Welcher Hype entpuppte sich denn bei euch als Reinfall ?

aber es finden sich halt immer Leute, die das unterstützen.
Weil Leute immer verschiedene Erfahrungen machen.

Meine CV (Tele) bewahrt mich vor jeglichem Tele-GAS. Als ich vor einiger Zeit meinen Amp nach ner Neuberöhrung kurz im Laden antestete, habe ich bei Gelegenheit mehrere Teles in die Hand genommen. Keine davon hat mir annähernd so gefallen, wie die CV daheim.

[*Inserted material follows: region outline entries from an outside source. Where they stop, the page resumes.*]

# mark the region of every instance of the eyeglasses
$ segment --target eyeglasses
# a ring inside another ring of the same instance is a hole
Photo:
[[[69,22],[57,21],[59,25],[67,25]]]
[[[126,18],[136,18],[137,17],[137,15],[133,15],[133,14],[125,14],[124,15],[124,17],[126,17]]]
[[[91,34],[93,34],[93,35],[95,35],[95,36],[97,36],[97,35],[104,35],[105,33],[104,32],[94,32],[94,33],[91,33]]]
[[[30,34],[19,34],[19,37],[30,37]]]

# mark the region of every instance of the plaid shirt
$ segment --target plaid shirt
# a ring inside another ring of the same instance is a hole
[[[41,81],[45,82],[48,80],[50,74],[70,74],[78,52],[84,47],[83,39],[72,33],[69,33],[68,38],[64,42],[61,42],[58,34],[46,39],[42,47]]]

Dann wiederum testete ich letztens mehrere CVs (auch ne Tele) im Laden an, die alle(!) katastrophal waren. Als ich meine damals kaufte wars noch ne echt schwere Wahl, und damals haben die € 295 gekostet.

Unterm Strich kann man also, grad bei Gitarren, nur seehr schlecht pauschalisieren. Hinzu kommt eben auch noch, was man von dem Modell erwartet, und grad Strats gibt es ja schon von Fender in soo vielen Variationen. Welche Art willst Du, und welche Art sollten die CVs darstellen? Das kann und muss, zusammen mit der Qualitätsstreuung (die ich bei Fender recht hoch finde) nicht immer zusammenpassen.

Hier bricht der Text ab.